Andiamo con ordine e ripartiamo da Venezia, la prima tappa del nostro viaggio. L’attenzione locale va tutta o quasi – anche legittimamente – a sostegno dei “monumenti” che abbiamo visitato in apertura; sicché entra in gioco un soggetto privato, la Fondazione della Cassa di Risparmio, che, incrociando per certi versi un ruolo pubblico, con i propri progetti formativi ha in qualche modo riempito un vuoto (economico, progettuale, relazionale) ed è andata a sostenere non poco – e non solo in termini economici – le arti performative locali. Ma, di recente, le sue ambiziose attività sul territorio – complice la crisi, ma anche alcuni riassetti di interesse – sembrano essersi ridimensionate.
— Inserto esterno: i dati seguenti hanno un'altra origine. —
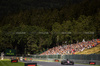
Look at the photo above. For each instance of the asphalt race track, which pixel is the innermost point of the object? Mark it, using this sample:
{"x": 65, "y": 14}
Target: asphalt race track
{"x": 40, "y": 63}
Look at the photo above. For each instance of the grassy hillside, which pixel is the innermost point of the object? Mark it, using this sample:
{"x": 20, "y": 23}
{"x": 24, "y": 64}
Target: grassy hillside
{"x": 95, "y": 50}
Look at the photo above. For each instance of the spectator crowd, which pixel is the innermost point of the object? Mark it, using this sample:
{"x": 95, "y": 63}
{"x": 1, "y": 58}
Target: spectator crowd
{"x": 72, "y": 48}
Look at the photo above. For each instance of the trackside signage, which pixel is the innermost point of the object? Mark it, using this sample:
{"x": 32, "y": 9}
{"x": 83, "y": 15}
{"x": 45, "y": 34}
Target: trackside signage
{"x": 30, "y": 64}
{"x": 10, "y": 52}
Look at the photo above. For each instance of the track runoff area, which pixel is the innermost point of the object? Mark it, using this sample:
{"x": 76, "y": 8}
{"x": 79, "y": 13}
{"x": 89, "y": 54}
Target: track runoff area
{"x": 19, "y": 61}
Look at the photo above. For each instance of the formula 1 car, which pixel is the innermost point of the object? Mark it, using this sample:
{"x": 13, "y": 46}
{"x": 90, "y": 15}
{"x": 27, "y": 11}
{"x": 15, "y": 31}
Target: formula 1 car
{"x": 67, "y": 62}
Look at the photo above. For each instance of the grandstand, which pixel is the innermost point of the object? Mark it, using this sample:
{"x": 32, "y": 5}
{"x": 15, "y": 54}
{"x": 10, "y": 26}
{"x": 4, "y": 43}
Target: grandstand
{"x": 73, "y": 48}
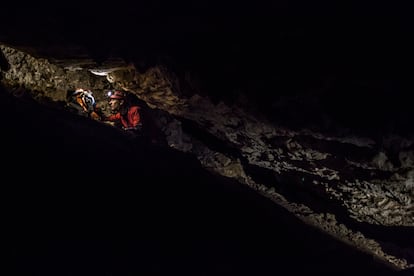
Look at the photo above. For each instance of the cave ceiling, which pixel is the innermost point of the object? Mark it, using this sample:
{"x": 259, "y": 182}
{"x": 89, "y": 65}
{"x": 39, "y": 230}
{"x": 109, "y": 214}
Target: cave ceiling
{"x": 312, "y": 114}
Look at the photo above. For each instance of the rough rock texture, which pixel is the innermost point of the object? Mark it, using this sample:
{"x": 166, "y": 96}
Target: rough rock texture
{"x": 344, "y": 168}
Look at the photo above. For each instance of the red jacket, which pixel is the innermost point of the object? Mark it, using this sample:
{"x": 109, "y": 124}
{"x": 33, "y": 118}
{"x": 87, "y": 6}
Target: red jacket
{"x": 131, "y": 120}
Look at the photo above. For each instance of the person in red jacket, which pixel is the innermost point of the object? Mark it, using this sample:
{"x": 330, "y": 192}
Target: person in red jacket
{"x": 124, "y": 113}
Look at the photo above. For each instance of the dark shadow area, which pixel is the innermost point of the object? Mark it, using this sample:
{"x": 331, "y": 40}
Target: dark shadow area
{"x": 84, "y": 199}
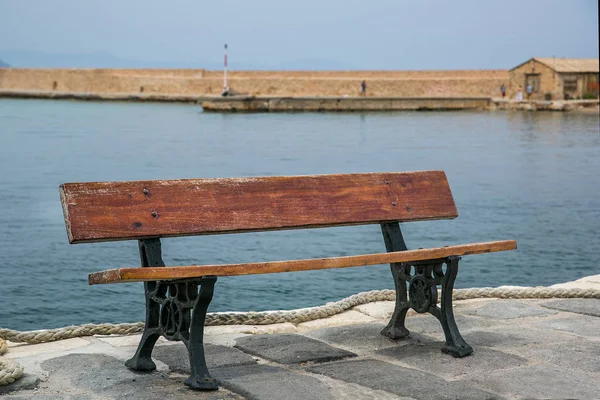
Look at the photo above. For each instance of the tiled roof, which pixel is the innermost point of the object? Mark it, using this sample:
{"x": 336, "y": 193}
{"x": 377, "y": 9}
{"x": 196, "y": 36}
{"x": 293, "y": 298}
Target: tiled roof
{"x": 571, "y": 64}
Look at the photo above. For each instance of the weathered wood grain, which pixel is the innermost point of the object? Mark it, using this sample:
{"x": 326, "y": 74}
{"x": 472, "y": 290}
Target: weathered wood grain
{"x": 104, "y": 211}
{"x": 170, "y": 273}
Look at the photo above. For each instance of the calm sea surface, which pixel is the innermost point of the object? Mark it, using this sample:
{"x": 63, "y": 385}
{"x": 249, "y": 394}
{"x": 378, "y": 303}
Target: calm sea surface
{"x": 534, "y": 177}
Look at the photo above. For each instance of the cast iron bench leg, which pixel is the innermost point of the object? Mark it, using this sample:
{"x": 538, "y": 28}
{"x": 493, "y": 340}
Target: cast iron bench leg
{"x": 200, "y": 379}
{"x": 142, "y": 360}
{"x": 392, "y": 236}
{"x": 455, "y": 344}
{"x": 422, "y": 297}
{"x": 177, "y": 311}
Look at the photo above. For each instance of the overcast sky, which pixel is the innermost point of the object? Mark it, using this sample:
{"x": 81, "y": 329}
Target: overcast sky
{"x": 361, "y": 34}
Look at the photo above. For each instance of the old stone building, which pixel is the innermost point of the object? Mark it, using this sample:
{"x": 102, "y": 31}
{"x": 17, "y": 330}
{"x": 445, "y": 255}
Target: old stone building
{"x": 556, "y": 78}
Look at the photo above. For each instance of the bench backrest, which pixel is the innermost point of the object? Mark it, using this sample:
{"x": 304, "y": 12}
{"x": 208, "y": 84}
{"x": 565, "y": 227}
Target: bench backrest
{"x": 108, "y": 211}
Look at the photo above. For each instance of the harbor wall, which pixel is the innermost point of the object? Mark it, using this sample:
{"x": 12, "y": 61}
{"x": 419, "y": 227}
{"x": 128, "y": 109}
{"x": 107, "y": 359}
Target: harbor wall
{"x": 199, "y": 82}
{"x": 342, "y": 104}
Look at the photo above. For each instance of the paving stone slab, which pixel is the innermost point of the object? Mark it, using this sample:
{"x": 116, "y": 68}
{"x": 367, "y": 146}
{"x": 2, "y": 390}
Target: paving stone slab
{"x": 513, "y": 336}
{"x": 290, "y": 348}
{"x": 364, "y": 338}
{"x": 540, "y": 381}
{"x": 345, "y": 318}
{"x": 428, "y": 357}
{"x": 26, "y": 381}
{"x": 400, "y": 381}
{"x": 581, "y": 325}
{"x": 177, "y": 358}
{"x": 265, "y": 382}
{"x": 508, "y": 309}
{"x": 579, "y": 306}
{"x": 429, "y": 325}
{"x": 583, "y": 355}
{"x": 377, "y": 309}
{"x": 106, "y": 377}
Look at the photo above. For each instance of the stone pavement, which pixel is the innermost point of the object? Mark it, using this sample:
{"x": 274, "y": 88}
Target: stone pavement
{"x": 524, "y": 349}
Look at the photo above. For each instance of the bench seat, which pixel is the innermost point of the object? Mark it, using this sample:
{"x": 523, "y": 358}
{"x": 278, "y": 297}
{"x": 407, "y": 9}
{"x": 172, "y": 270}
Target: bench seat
{"x": 197, "y": 271}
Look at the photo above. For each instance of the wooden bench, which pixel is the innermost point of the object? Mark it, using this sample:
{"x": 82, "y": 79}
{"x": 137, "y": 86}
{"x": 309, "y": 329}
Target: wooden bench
{"x": 177, "y": 297}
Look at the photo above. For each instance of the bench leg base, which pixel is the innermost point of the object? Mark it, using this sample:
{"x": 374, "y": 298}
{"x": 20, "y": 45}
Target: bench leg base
{"x": 205, "y": 384}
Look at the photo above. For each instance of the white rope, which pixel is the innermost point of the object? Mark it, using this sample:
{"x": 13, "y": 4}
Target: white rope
{"x": 10, "y": 371}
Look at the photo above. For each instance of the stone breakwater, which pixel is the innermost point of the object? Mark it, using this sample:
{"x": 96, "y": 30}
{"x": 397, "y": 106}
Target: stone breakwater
{"x": 199, "y": 82}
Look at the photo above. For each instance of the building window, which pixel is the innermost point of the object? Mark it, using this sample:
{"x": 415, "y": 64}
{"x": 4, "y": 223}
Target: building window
{"x": 534, "y": 81}
{"x": 570, "y": 83}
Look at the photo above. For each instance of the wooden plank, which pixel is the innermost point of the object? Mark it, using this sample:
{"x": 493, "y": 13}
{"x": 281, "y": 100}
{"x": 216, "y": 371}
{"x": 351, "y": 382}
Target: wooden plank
{"x": 103, "y": 211}
{"x": 194, "y": 271}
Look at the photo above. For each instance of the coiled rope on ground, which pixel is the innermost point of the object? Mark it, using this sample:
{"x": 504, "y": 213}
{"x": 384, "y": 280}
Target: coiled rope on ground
{"x": 11, "y": 371}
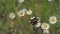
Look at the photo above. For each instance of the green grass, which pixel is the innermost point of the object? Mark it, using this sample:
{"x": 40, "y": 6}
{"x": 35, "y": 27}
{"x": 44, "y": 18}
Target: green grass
{"x": 41, "y": 8}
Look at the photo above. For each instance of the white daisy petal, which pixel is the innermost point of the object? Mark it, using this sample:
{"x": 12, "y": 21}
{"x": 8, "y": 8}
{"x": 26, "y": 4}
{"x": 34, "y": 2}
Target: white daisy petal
{"x": 21, "y": 1}
{"x": 29, "y": 12}
{"x": 12, "y": 15}
{"x": 21, "y": 13}
{"x": 45, "y": 26}
{"x": 53, "y": 20}
{"x": 46, "y": 31}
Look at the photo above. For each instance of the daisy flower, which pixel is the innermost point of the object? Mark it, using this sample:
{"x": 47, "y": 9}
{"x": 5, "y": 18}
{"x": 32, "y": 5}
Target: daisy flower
{"x": 29, "y": 12}
{"x": 49, "y": 0}
{"x": 45, "y": 26}
{"x": 37, "y": 25}
{"x": 35, "y": 21}
{"x": 21, "y": 1}
{"x": 21, "y": 13}
{"x": 12, "y": 15}
{"x": 46, "y": 31}
{"x": 53, "y": 20}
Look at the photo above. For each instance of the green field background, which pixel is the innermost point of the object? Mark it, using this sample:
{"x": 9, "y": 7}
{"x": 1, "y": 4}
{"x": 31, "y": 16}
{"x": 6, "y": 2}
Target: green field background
{"x": 40, "y": 8}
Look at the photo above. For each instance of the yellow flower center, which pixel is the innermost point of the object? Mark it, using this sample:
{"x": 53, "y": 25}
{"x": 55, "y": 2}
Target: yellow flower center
{"x": 21, "y": 13}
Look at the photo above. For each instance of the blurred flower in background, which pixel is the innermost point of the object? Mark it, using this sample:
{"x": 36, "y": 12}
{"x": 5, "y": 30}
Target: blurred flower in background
{"x": 21, "y": 1}
{"x": 21, "y": 13}
{"x": 29, "y": 12}
{"x": 45, "y": 26}
{"x": 12, "y": 15}
{"x": 53, "y": 20}
{"x": 35, "y": 21}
Inoltre, in assenza di una legge regionale unitaria, le compagnie diffuse sul territorio – che, per funzioni e profili, sono delle residenze di fatto – provvedono a rinegoziare di volta in volta le proprie attività con gli enti locali del caso (Regione, Province, Comuni). Il che significa un certo fiato corto progettuale – al massimo i contributi possono essere erogati annualmente – ma anche una delega integrale per quanto riguarda gli aspetti di relazione e networking, tanto interni (con le altre realtà del territorio), che esterni (a livello interregionale e internazionale).

 

Babilonia Teatri “Pinocchio”. Fotografia di Marco Caselli Nirmal

 

Qualche risposta concreta

L’ecosistema performativo della regione, che negli ultimi anni ha realizzato prodotti e modelli innovativi, è evidentemente a rischio. Alcune compagnie hanno risposto con pratiche associative – la più celebre è quella dei Produttori professionali teatrali veneti (Pptv), raggruppamento di artisti che ha autonomamente deciso di convertire parte dei propri finanziamenti regionali nella realizzazione dell’annuale festival Sguardi – e altre accentrando nei propri percorsi produttivi opportunità di relazione che mettono in rapporto le realtà locali con enti (non solo teatrali) fuori regione. Intanto OperaEstate lavora sempre più sull’affinamento della progettualità che porta a interagire gli artisti (non solo locali) con la dimensione internazionale: nel solo 2012 è presente in ben 4 progetti del Programma Cultura dell’Unione Europea. Ma, a guardarci bene, c’è di più: uno di questi progetti (Act your age) si concentra sul dialogo inter-generazionale. La strada del teatro community sembra concretizzarsi sempre di più per il festival bassanese, che, nell’edizione 2012 di B.Motion (segmento di OperaEstate dedicato alla performatività emergente), ha presentato due lavori – di Babilonia Teatri e Fagarazzi e Zuffellato – che si inseriscono in questo contesto. Ed è di questi giorni la notizia che il Teatro Fondamenta Nuove, per il versante teatrale, presenta una rassegna dedicata alle questioni di genere (con le Moire, Kronoteatro e Teatri di Vita) e sviluppata con l’assessorato alla cultura delle differenze del Comune di Venezia. Strade che sembrano aprire a un originale recupero della lunga tradizione, negli ultimi anni forse un po’ emarginata dal teatro di ricerca, di ampia aspirazione socio-culturale del fare performativo; e a interrogarsi – forse a rivedere – profondamente il ruolo che il teatro può avere rispetto alla propria comunità.

Tempi di crisi. Il Veneto, almeno per quanto riguarda la cultura performativa, sembra rispondere in modi diversi. Ma, poste le specificità morfologiche di questi orientamenti, l’atteggiamento sembra dimostrarsi unitario nei suoi presupposti, che partono tutti da una attenzione riveduta rispetto alle esigenze dei territori: laddove manca un coordinamento centrale, artisti e operatori si impegnano in autonomia nel sviluppare interazioni di respiro internazionale, incrementare la dimensione della rete, rivedere profondamente le relazioni fra la produzione culturale e il ruolo che può assumere nei confronti delle necessità – non solo estetiche – dei cittadini.